Moon’s description at Vimeo is worth quoting in full:
The confirmation of Supreme Court nominee Brett Kavanaugh was politically divisive, but Walt Whitman’s 19th century wisdom is timeless. In 1892, the poet wrote in prose:
“I have sometimes thought, indeed, that the sole avenue and means of a reconstructed sociology depended, primarily, on a new birth, elevation, expansion, invigoration of woman.”
Towards the end of his life in 1888, he added “America” to his collection “Leaves of Grass,” and then recited four lines from the poem, onto a wax cylinder recording, before he died (it is the only record of his voice in existence):
“Centre of equal daughters, equal sons,
All, all alike endear’d, grown, ungrown, young or old,
Strong, ample, fair, enduring, capable, rich,
Perennial with the Earth, with Freedom, Law and Love”
And the written poem proceeds to say:
“A grand, sane, towering, seated Mother,
Chair’d in the adamant of Time.”
This poetry film combines my documentation of the minutes after Kavanaugh’s confirmation, with Whitman’s own voice, and original music by composer James S. Adams. I used the new Blackmagic Pocket Cinema Camera 4K at 120 frames per second, and color graded using the FilmConvert emulsion/grain simulation of Fuji 8563 RL film stock.

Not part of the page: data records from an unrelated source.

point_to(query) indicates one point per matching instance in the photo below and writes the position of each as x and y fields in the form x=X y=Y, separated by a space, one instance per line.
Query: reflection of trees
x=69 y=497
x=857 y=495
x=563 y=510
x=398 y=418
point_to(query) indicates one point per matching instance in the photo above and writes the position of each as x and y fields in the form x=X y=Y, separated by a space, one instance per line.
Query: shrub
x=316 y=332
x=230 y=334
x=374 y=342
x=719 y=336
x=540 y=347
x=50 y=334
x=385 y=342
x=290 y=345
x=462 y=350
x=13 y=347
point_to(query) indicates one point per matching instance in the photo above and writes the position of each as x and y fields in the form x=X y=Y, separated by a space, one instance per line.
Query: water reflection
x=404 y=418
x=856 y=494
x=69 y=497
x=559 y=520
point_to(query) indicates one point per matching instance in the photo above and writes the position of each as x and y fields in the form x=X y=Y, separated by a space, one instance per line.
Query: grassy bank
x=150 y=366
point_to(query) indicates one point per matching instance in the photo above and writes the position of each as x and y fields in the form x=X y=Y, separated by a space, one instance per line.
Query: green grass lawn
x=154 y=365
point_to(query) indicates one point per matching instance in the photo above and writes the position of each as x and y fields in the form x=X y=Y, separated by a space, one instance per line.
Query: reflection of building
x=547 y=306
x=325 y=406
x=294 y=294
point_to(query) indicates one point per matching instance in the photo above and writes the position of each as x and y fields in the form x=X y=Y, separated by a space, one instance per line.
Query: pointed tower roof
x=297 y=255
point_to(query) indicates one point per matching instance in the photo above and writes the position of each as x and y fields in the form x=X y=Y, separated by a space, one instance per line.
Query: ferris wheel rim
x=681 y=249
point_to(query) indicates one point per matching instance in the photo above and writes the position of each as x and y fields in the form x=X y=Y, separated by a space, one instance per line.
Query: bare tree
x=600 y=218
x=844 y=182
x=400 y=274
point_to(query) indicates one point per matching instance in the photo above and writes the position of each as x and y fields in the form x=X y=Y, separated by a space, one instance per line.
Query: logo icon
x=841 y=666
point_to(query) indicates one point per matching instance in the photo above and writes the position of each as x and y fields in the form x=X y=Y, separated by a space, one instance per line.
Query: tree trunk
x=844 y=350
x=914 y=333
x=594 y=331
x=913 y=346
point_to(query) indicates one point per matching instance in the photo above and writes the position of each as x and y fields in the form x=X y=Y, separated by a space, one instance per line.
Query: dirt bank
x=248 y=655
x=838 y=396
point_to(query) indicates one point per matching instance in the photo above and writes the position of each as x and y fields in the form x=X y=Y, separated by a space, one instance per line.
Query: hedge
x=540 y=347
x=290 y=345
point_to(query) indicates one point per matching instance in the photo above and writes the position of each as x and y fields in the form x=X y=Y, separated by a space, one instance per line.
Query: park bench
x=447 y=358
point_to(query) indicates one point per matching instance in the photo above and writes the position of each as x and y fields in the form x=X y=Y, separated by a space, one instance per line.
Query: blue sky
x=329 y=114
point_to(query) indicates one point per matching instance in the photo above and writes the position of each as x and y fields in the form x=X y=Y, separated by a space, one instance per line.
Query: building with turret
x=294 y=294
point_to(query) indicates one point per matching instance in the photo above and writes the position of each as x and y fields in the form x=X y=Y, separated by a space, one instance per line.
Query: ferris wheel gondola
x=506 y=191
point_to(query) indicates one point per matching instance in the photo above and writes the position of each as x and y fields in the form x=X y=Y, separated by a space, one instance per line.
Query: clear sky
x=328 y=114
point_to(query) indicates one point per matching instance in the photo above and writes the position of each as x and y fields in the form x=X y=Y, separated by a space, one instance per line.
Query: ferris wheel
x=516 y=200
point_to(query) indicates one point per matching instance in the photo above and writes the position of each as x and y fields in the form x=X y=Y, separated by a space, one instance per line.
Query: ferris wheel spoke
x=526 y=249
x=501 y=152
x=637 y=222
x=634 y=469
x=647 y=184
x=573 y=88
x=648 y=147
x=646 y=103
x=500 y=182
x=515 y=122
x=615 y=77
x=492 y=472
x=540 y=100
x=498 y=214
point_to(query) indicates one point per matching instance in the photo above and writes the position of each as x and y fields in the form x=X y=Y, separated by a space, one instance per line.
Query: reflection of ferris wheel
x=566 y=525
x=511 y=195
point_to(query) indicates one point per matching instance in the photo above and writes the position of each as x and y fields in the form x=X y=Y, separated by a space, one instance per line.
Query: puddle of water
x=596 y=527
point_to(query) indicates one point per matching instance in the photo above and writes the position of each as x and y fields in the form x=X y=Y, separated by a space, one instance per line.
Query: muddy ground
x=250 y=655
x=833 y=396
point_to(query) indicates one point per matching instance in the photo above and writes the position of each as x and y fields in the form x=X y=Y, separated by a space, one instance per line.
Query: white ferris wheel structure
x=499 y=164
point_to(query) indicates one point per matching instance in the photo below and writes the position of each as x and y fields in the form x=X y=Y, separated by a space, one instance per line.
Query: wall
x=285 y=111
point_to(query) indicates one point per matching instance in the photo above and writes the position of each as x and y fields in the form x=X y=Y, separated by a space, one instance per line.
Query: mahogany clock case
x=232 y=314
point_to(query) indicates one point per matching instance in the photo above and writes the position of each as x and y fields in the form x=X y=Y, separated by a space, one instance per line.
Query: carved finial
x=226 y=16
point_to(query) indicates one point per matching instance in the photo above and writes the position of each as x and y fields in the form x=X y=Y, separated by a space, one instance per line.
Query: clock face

It has been presented at the 2018 Rabbit Heart Film Festival, the 2019 Beeston Film Festival, and the Walt Whitman 200 Festival.
Dutch filmmaker Helmie Stil‘s latest filmpoem, just released online yesterday, is a brilliant follow-up to her award-winning The Opened Field. Like that film, it’s based on a poem from the UK Poetry Society’s 2017 National Poetry Competition, this time the commended poem “Muirburn” by Yvonne Reddick, a scholar of ecopoetry and up-and-coming poet from the northwest of England. And like Dom Bury’s “The Opened Field”, “Muirburn” is an unsettling poem that gives Stil plenty of room to subvert viewers’ expectations, steering just close enough to standard, narrative film-making to draw us in and reveal the—I would argue—true, uncanny reality of nature and our relationship with it. One of the National Poetry Competition judges, Pacale Petit, noted that the poem itself contains “filmic flashes, which dissolve and sear as if glimpsed through a furnace”, and added that it “concludes on an astonishing parting image”—a real gift to the filmmaker, who certainly rose to the challenge.
The film premiered in March, according to the Poetry Society’s announcement post:
Yvonne Reddick also won the inaugural Peggy Poole Award, and the film ‘Muirburn’ was premiered at the Peggy Poole Award readings at Bluecoat, Liverpool on 13 March 2019.